Des "mamas" maquerelles installées en France, de jeunes Nigérianes enrôlées sur fond de rituels de magie noire : le procès des "Authentic sisters", vaste réseau de proxénétisme nigérian tenu par des femmes, a débuté lundi à Paris.
Dans ce dossier, onze femmes et cinq hommes sont jugés jusqu'au 30 mai pour proxénétisme aggravé et traite d'êtres humains. Parmi eux, une petite femme de 36 ans, bandeau et cheveux courts, est soupçonnée d'avoir dirigé ce réseau : Happy Iyenoma, alias "Mama Alicia".
Les "Authentic sisters", qu'elle présidait, n'étaient selon elle qu'une "association d'entraide" basée sur le système de la "tontine", une caisse de solidarité. Pour les enquêteurs, cette caisse servait à "investir" dans de jeunes filles, et leurs réunions à organiser la prostitution.
Prostitution
Elle comparaît libre sous contrôle judiciaire, après avoir été remise en liberté vendredi. "Une erreur" de procédure, "ce ne sont pas les sorciers ayelalas qui ont gagné votre liberté", a ironisé la présidente, Isabelle Prévost-Desprez, référence aux sorciers omniprésents dans ce dossier, qui captaient une part des revenus de la prostitution.Les prévenus, la plupart assistés d'un interprète, sont soupçonnés d'avoir fait venir illégalement en France de jeunes Nigérianes et d'avoir organisé leur prostitution forcée.
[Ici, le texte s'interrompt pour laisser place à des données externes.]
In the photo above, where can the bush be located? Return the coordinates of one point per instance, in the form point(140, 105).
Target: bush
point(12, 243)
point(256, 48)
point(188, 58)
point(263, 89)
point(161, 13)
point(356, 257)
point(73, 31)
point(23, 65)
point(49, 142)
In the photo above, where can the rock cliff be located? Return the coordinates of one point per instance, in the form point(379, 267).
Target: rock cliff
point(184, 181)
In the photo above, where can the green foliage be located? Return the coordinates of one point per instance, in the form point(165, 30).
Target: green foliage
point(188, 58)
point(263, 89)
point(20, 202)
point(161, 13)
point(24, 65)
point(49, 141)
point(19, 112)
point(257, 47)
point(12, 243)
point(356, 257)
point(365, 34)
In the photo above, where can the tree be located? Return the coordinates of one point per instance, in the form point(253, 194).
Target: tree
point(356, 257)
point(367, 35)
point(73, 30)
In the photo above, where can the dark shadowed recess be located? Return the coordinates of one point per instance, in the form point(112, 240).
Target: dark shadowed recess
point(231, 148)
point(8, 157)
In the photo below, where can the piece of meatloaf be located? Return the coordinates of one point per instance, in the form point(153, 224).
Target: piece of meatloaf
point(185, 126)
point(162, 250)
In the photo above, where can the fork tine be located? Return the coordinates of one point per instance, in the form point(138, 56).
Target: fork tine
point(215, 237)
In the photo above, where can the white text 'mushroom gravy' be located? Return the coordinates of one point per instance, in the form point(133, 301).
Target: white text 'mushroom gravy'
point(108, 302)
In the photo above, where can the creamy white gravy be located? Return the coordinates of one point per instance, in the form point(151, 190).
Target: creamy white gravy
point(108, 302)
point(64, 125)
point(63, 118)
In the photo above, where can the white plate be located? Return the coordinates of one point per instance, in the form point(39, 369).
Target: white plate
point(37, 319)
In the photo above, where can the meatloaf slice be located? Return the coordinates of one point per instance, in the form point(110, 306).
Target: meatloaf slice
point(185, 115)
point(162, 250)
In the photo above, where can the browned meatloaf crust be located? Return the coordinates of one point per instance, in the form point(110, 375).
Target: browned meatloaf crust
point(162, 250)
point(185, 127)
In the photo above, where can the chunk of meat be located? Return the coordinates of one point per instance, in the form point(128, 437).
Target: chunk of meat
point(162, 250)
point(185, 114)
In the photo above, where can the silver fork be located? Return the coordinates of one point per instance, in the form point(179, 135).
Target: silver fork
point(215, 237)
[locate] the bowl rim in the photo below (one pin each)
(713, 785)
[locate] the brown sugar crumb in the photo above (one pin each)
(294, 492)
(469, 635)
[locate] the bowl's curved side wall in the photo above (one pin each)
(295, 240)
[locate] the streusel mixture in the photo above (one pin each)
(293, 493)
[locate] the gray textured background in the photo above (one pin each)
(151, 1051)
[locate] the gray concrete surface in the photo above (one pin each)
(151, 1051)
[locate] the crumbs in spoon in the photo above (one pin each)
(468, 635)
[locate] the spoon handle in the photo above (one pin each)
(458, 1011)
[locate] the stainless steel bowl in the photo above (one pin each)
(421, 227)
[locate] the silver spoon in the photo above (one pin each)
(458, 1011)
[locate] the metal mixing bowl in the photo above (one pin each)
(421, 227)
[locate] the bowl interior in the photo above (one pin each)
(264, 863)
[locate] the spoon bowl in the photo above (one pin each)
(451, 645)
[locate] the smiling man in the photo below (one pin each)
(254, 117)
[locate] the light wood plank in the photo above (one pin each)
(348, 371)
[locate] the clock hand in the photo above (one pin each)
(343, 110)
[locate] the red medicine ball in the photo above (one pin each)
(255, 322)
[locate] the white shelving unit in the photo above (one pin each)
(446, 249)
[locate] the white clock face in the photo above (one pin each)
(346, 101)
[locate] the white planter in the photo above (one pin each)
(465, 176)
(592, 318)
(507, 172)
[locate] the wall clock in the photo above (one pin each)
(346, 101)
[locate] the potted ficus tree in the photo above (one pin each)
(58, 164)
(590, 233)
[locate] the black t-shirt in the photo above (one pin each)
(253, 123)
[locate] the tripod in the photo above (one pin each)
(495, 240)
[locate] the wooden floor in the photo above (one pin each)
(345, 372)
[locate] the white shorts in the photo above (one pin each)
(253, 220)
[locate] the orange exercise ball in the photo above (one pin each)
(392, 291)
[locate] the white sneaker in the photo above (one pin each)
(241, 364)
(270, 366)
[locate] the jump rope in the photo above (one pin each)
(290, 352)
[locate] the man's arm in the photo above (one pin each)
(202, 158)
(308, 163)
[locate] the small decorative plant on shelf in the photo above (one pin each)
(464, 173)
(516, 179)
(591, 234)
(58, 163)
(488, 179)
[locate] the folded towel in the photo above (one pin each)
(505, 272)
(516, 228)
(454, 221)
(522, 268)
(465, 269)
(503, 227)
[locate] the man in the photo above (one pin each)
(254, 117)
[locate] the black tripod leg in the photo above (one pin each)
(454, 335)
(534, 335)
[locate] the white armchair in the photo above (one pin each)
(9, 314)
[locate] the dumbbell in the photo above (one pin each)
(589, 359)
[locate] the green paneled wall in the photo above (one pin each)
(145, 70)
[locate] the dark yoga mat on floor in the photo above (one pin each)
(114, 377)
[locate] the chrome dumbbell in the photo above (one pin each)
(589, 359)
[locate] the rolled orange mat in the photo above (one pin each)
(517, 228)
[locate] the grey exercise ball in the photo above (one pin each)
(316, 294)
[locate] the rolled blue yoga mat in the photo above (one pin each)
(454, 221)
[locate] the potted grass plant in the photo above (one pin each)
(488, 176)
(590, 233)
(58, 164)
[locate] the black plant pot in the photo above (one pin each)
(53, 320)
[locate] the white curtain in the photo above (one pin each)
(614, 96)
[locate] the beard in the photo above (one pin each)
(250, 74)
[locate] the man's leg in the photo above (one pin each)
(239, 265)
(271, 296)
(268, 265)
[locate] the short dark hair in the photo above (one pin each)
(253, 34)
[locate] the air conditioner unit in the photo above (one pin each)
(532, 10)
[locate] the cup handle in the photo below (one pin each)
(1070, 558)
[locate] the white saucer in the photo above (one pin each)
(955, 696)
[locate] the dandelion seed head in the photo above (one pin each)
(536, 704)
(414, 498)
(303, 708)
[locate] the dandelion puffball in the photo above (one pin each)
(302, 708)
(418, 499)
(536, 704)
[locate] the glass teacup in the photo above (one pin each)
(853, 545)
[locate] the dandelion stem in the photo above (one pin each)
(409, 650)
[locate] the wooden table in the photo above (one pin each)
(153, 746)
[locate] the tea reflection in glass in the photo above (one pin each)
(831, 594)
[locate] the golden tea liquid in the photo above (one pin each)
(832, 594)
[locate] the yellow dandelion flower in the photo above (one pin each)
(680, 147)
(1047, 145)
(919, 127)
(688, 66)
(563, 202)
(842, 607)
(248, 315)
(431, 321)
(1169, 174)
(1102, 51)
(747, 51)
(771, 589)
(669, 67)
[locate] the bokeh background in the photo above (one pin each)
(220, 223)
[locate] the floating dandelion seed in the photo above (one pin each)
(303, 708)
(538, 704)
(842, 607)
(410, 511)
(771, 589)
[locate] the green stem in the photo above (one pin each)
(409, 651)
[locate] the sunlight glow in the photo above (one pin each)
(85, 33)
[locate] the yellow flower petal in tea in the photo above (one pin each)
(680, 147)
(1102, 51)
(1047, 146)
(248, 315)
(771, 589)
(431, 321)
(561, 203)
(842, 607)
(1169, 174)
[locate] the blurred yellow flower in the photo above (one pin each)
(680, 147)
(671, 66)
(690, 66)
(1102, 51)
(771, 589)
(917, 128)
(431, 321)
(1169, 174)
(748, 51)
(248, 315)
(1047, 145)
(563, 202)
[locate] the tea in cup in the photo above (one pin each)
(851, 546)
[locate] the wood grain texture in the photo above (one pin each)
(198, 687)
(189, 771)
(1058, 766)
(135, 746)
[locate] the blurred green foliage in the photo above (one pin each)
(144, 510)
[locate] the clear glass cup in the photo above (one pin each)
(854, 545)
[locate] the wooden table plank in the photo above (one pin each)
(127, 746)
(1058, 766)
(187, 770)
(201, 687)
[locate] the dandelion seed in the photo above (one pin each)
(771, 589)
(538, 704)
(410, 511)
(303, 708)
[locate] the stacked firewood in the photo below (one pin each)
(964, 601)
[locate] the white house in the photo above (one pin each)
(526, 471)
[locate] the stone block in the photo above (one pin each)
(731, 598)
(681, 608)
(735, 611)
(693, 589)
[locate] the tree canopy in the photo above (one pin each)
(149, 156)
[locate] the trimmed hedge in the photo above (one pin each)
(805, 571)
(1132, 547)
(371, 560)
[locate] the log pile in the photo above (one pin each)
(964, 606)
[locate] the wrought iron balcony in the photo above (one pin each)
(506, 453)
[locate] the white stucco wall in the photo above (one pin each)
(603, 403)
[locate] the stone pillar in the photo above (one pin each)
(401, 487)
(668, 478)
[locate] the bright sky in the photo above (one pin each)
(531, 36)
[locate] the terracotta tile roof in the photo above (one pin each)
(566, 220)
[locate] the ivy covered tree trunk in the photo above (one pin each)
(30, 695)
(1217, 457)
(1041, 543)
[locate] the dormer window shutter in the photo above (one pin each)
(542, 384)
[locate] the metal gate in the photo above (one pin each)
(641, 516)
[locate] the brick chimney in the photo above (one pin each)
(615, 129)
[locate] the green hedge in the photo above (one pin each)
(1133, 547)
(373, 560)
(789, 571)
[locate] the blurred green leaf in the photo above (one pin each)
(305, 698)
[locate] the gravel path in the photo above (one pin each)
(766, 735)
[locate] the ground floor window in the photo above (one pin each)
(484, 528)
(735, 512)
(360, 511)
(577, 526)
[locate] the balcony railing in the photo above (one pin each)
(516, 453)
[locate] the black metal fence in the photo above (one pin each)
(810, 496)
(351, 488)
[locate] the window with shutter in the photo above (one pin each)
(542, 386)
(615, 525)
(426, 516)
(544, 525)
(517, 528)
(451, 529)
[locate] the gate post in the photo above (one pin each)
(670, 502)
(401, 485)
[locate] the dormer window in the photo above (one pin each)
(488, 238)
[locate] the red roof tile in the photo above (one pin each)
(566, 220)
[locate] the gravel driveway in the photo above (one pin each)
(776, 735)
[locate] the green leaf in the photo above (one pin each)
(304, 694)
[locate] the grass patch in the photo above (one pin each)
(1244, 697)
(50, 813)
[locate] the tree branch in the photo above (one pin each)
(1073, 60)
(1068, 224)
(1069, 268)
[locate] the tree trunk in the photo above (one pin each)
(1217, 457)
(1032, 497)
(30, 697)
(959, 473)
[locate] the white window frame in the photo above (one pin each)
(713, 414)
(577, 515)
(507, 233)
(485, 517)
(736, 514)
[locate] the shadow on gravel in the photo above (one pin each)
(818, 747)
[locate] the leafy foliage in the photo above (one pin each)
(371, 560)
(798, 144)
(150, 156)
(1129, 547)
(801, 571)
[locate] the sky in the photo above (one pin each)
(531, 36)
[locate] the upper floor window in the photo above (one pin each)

Une cinquantaine de victimes
Les enquêteurs ont dénombré au moins une cinquantaine de victimes entre 2013 et 2016, pour la plupart issues de campagnes pauvres ou de Benin City, capitale nigériane du trafic d'êtres humains. L'enquête avait débuté avec la plainte de l'une d'elles en France en octobre 2014."Cynthia" (un surnom), jeune femme de 28 ans, a raconté son calvaire par la voix d'une traductrice, accusant notamment Happy Iyenoma et son époux Mark. "Mamy", la mère de Mark Iyenoma, lui avait fait miroiter un emploi dans des salons de coiffure parisiens, explique cette jeune femme issue d'une famille pauvre. "Elle m'a demandé de faire ma valise sans rien dire à personne".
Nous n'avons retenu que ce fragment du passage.